The night of June 17, 1815 was marked by torrential rain. Thus, the ground was saturated when Ney's charge took place. The French cavalrymen charged down the ridge, across the valley and up the opposite ridge to a plateau where they met the enemy infantry formed in squares. In the days of linear tactics, infantry threatened by cavalry formed square. The defensive position required the men in the front rank of each side of the square to kneel with the butts of their muskets grounded and the bayonets angled upwards and out. The remaining men faced out and fired at the cavalry. Horses will not charge into the line of bayonets. Thus, the charge is broken and the cavalrymen are picked off. To defeat infantry in square, either infantry or artillery were brought up with the cavalry. The infantry in square either stayed in square and were blown apart by musket or cannon fire or the broke square and were run down and sabred by the cavalry. Because of the wet soil, the French cavalry could barely get above a gallop. They were under artillery fire the whole way and upon cresting the hill found infantry not retreating, but in square. Looking behind, a French cavalryman saw neither supporting infantry or artillery. No one had his back. One charge and Ney should have known everything -- the soil is too wet to reach a charge, British artillery is effective and, most importantly, the British are not retreating, but rather are formed in square. While the initial charge was not improper, the successive charges ordered by Ney were. Again and again the French cavalry were sent against the British squares. Ney could have sent infantry and artillery support, but he didn't. Ney could have ordered the British cannon hauled off or spiked (the British artillery man serviced their guns until the last second and then ran to the safety of the squares), but he didn't. Rather, he wasted a valuable asset of Napoleon's army. Ney failed his commander. While the French defeat cannot be blamed solely upon poor old Ney, he shares a good portion of the blame. The battlefield at Waterloo was roughly a mile deep by 2 miles wide, held nearly 200,000 men over the course of the day and and estimated 41,000 cannonballs we’re fired over the course of the battle.

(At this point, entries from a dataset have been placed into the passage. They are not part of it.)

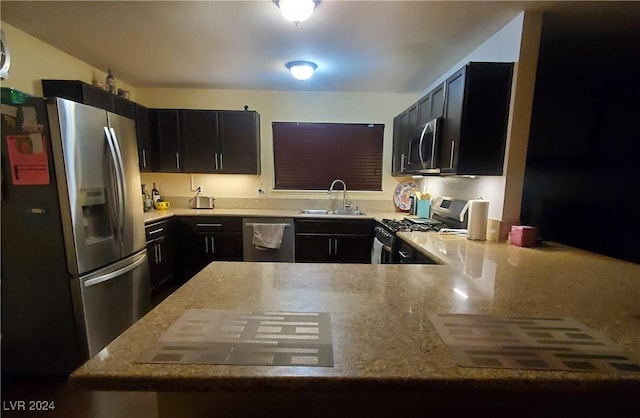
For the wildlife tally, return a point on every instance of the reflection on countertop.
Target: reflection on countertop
(382, 335)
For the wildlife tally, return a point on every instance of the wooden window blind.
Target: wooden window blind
(309, 156)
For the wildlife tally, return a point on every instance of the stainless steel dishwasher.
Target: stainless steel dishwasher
(286, 252)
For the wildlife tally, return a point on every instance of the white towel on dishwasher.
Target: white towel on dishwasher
(376, 252)
(268, 236)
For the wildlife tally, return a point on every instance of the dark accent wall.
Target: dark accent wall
(582, 179)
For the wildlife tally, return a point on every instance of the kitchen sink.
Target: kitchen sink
(338, 212)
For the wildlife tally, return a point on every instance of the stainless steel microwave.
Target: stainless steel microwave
(422, 152)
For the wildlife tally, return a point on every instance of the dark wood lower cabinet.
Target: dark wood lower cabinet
(160, 254)
(203, 239)
(179, 248)
(334, 241)
(197, 250)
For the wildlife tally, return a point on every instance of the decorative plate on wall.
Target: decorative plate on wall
(401, 194)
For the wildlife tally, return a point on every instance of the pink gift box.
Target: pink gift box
(524, 236)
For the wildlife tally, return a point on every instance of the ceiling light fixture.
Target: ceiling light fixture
(301, 70)
(296, 10)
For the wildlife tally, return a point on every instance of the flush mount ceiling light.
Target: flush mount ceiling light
(302, 70)
(296, 10)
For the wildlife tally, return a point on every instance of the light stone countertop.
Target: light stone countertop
(382, 338)
(156, 215)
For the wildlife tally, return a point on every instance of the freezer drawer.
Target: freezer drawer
(110, 300)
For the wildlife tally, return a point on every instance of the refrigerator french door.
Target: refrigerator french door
(96, 158)
(74, 268)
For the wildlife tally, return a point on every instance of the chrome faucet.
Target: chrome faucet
(345, 204)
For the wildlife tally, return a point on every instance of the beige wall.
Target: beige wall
(516, 42)
(33, 60)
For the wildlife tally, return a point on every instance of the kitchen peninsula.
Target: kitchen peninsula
(388, 358)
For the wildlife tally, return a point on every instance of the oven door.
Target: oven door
(422, 149)
(387, 255)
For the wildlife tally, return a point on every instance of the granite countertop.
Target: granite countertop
(382, 337)
(156, 215)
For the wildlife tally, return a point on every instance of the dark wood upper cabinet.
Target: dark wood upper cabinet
(165, 136)
(239, 142)
(145, 153)
(200, 140)
(476, 114)
(437, 102)
(206, 141)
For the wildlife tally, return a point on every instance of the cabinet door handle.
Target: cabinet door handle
(433, 146)
(453, 147)
(424, 131)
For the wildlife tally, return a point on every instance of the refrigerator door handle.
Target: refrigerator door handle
(121, 180)
(119, 199)
(119, 272)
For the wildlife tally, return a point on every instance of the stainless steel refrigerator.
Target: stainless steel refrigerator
(74, 268)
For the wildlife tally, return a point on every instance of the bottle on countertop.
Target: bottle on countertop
(146, 198)
(155, 194)
(110, 83)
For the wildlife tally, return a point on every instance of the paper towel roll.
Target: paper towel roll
(478, 218)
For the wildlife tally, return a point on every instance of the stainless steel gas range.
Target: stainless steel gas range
(446, 213)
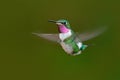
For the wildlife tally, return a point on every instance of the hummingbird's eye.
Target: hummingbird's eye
(64, 23)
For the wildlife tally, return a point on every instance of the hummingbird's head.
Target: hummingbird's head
(63, 25)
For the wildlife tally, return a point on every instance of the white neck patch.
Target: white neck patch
(63, 36)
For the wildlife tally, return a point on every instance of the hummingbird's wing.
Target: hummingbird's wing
(90, 34)
(51, 37)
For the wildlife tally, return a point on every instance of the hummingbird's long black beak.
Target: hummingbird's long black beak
(52, 21)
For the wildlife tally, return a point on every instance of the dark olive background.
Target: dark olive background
(24, 56)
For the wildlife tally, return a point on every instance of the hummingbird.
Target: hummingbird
(71, 42)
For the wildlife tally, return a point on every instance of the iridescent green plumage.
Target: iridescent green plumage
(67, 38)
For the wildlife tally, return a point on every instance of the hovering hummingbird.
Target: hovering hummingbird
(68, 39)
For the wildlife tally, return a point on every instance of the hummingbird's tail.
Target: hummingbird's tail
(90, 44)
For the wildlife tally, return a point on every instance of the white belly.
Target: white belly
(63, 36)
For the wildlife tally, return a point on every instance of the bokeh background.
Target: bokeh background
(24, 56)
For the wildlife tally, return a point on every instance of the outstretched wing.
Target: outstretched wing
(51, 37)
(91, 34)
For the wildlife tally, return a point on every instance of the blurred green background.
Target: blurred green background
(24, 56)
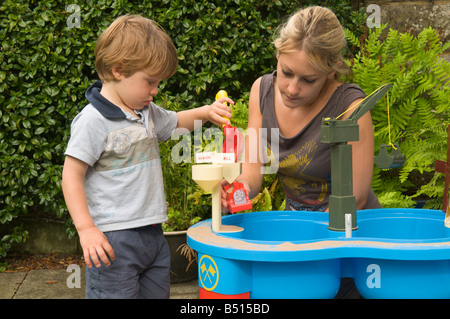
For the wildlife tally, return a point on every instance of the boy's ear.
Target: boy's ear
(117, 71)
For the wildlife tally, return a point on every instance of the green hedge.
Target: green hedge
(47, 62)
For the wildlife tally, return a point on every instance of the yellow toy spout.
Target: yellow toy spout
(221, 94)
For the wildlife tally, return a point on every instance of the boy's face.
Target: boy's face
(138, 90)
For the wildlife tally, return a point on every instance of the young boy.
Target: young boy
(112, 178)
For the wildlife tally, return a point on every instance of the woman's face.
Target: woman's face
(299, 83)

But what about Antione Favreau? Well, he died at Waterloo. He suffered a mortal would when a cannon ball pierced his gleaming breast plate. A recent recruit, Fauveau’s height of 1.79 metres gave him the ideal stature for a heavy cavalry regiment. These, after all, were intended to be big men on big horses, riding down the enemy by the weight of their charge. The young man’s service papers also record that he had a “long, freckled face with a large forehead, blue eyes, hooked nose, and a small mouth”. Family legend has it that when his call-up papers arrived, François-Antoine was on the point of getting married, so his brother joined up, and died, in his place. Yet whoever was wearing it on 18 June 1815, this cuirass serves to emphasise the brutality of Napoleonic warfare at a most personal level.